The Indonesian government has rejected offers of international aid, declaring that it can deal with the latest disaster. Emergency operations will only continue in Pandeglang district until January 4, and December 29 for Lampung Selatan District on the Sumatran side of the Sunda Strait.
Disaster response officials have warned that ongoing volcanic activity at Anak Krakatoa and high tides could produce more tsunamis.
On Tuesday, Dwikorita Karnawati, head of Indonesia’s Meteorology, Climatology and Geophysics Agency (BMKG), told the media that “the walls of the volcano’s caldera have been getting fragile [and could result in more landslides], especially if heavy rains pour onto it.” She called on local residents to “stay away from coastal areas, [and] at least between 500 metres and 1kilometre from the shoreline.”
Saturday’s tsunami is the third major disaster to hit Indonesia in the past six months. Powerful earthquakes took place on the island of Lombok in July and August. A tsunami in September killed around 2,200 people and displaced about 70,000 others in Palu on Sulawesi Island.
Yesterday marked the 14th anniversary of the 2004 Boxing Day tsunami that killed 226,000 people in 13 countries, including more than 120,000 in Indonesia, triggered by an earthquake off northern Sumatra.
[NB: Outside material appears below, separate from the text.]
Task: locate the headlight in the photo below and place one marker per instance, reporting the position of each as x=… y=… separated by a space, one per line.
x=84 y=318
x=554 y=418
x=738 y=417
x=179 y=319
In the aftermath of the 2004 catastrophe, a UN conference in Japan agreed to establish the Indian Ocean Tsunami Warning System—a network of deep sea sensors, as well as seismic stations and tidal gauges, linked to onshore alarm systems to alert those in danger. Assistance was to be provided by a number of countries, including the US, Europe and Japan.
Indonesia’s current warning system is made up of sea-bed sensors that are to detect changes in pressure and indicate an incoming tsunami. Surface buoys receive this data and transmit it to satellites. An earthquake near Sumatra in 2016, however, revealed that 22 of these buoys were not working and had not been since 2012.
The fact that the tsunami was caused by a massive landslide, rather than an earthquake, meant no seismic data was produced. A deep-sea buoy in the Sunda Strait could have triggered an alert but it not clear at this stage whether such a buoy was ever deployed in the area. Given the narrowness of the Sunda Strait, a highly efficient warning system was needed in order to give people in danger even a small amount of time to flee.
After Saturday’s tragedy, Indonesian President Joko Widodo directed the country's Meteorology, Climatology and Geophysics Agency (BMKG) to develop systems “that can provide early warnings to the community.”
Yesterday the Indonesian government announced it will begin work on a new warning system capable of detecting undersea landslides, the BBC has reported. Iyan Tu from the government’s Agency for the Assessment and Application of Technology, told the BBC that the new system would address the holes in the current system and be capable of detecting landslides.
In line with previous promises, this is likely to be little more than hot air. As the World Socialist Web Site warned in a perspective published in the aftermath of the Lombok tsunami-earthquake:
“There is no shortage of money in the hands of the rich in Indonesia and globally that could be used to vastly improve the warning system. Like the rest of the world, Indonesia has become increasingly socially unequal. Last year, 32 dollar billionaires had a combined wealth of $113 billion, while 93 million people, more than a third of the population, lived on less than $3.10 a day.
“Successive governments have stripped away funding for basic infrastructure, including emergency systems, while slashing corporate taxes and regulations that are seen as constraints on profits. ...
“Indonesia is far from unique. Throughout the world, from earthquakes in China and Nepal, to hurricanes in the United States and Haiti, profit-driven considerations make natural calamities immeasurably worse. The results include climate change and environmental degradation, the lack of emergency services, poverty and social inequality, and the failure of governments to cooperate internationally in the interests of protecting vulnerable people.”